ABB startet mit starkem Umsatz- und Auftragswachstum ins Jahr 2026 und hebt die Jahresprognose an. Die operative Marge verbessert sich deutlich.

ABB Aktie
Kurz & knapp:
  • Umsatzwachstum von 18 Prozent im ersten Quartal
  • Auftragseingang steigt vergleichbar um 24 Prozent
  • Operative Marge verbessert sich auf 23,5 Prozent
  • Jahresprognose für Umsatzwachstum angehoben

ABB hat zum Auftakt des Jahres 2026 ein beeindruckendes Ergebnis vorgelegt — und die Erwartungen der Analysten gleich auf mehreren Ebenen übertroffen. Besonders der Auftragseingang sorgte für Aufsehen.

Starke Zahlen quer durch die Bank

Der Umsatz kletterte im ersten Quartal um 18 Prozent auf 8,73 Milliarden Dollar.
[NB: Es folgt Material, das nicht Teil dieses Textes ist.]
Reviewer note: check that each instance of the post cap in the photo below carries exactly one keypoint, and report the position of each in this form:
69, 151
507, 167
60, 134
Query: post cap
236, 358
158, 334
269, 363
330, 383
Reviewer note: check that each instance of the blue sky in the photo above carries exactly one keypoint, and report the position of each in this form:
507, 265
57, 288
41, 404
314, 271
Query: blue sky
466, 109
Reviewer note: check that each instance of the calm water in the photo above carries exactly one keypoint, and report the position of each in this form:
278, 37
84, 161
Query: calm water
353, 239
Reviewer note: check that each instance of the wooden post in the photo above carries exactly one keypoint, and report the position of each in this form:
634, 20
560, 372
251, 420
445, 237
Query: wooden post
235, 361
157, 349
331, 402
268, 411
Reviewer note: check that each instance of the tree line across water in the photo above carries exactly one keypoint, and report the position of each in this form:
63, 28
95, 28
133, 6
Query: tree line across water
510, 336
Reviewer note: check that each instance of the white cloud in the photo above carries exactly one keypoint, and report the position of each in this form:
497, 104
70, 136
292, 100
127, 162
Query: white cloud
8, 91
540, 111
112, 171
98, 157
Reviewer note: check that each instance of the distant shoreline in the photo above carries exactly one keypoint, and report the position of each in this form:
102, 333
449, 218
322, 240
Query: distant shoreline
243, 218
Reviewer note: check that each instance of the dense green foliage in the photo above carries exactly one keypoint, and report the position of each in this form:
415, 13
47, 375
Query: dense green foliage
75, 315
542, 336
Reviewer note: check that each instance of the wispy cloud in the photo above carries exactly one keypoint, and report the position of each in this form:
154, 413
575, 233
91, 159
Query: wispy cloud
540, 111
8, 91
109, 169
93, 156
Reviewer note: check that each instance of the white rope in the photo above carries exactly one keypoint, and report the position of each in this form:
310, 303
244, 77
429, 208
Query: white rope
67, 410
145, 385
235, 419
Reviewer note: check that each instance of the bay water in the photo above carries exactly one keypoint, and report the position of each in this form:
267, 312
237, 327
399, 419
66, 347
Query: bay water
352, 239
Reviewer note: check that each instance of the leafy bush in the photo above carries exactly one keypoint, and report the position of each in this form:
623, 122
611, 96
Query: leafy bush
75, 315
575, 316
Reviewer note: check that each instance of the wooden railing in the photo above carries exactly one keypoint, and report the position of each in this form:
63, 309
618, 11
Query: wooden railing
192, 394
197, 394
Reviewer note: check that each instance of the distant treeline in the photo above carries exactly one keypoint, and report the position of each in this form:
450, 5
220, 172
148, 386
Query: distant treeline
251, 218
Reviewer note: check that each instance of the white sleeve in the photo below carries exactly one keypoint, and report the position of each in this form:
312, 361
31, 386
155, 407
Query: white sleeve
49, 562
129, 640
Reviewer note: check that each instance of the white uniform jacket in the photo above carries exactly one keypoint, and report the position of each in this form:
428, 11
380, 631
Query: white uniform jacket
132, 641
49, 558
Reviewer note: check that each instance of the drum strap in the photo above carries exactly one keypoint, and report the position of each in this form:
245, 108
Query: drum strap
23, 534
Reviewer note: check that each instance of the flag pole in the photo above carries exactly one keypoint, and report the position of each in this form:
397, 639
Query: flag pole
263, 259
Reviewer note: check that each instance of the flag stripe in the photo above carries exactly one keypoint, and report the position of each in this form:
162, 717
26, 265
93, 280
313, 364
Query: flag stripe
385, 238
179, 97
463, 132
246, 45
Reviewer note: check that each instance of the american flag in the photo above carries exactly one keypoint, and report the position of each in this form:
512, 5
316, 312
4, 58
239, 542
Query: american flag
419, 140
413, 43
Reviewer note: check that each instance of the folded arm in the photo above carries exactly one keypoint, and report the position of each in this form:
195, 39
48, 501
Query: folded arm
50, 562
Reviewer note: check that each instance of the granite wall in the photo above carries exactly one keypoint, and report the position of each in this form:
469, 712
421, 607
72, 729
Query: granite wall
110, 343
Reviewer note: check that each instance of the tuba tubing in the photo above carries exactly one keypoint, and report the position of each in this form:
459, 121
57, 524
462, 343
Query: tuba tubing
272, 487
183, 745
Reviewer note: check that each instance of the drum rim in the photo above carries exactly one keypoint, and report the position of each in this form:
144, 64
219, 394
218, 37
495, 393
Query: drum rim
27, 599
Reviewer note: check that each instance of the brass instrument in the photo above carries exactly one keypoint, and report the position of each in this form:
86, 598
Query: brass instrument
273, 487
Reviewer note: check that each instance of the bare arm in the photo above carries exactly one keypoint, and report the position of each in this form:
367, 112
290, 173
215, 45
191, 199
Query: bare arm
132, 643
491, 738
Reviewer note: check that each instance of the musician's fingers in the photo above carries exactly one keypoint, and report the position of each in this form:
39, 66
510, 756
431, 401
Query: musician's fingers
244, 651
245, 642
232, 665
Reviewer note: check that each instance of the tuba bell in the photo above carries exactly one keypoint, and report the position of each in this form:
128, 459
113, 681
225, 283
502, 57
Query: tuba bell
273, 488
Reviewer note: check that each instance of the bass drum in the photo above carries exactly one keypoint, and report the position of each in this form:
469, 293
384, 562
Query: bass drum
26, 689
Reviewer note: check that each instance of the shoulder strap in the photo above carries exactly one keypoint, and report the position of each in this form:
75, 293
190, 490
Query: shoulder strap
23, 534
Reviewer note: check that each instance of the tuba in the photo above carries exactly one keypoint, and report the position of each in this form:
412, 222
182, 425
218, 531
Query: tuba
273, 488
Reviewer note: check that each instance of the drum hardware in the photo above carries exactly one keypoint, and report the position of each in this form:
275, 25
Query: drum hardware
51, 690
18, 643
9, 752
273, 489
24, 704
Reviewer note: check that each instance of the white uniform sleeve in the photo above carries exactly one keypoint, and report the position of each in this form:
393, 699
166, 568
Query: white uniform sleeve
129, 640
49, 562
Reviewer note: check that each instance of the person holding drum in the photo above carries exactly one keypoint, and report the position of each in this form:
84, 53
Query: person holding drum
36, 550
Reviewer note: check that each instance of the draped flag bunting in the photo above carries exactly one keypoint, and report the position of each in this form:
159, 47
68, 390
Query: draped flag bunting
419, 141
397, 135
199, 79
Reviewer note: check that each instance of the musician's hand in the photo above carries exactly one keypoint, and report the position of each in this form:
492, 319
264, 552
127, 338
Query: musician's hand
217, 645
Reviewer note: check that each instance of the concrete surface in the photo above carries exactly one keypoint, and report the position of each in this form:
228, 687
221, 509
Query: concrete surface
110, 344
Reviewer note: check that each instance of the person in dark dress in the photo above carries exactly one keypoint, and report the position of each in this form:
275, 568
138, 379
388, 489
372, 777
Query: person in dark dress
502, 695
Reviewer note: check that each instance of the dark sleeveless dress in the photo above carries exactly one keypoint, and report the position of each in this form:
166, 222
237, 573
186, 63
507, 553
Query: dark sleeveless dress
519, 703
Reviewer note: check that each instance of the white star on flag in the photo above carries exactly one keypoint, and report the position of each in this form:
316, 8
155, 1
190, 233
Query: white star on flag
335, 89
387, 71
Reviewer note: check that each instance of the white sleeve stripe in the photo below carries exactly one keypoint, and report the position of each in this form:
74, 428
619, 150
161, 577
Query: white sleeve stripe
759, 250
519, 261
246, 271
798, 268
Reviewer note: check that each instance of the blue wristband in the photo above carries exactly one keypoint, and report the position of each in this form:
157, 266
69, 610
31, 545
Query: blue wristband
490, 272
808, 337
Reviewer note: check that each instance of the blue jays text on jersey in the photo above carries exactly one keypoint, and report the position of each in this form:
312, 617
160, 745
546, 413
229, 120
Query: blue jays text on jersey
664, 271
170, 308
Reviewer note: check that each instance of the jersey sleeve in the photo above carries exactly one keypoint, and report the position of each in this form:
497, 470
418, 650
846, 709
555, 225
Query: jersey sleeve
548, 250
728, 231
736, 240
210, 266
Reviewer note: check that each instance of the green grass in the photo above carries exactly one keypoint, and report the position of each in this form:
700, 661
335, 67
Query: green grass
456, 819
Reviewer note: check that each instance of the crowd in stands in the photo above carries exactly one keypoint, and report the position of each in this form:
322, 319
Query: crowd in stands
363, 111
Auf vergleichbarer Basis — also bereinigt um Währungseffekte und Portfolioänderungen — lag das Plus bei 11 Prozent. Noch deutlicher fiel der Zuwachs beim Auftragseingang aus: Dieser sprang auf 11,30 Milliarden Dollar, ein vergleichbares Plus von 24 Prozent gegenüber dem Vorjahresquartal. Ein Wert, der weit über den Analystenschätzungen lag.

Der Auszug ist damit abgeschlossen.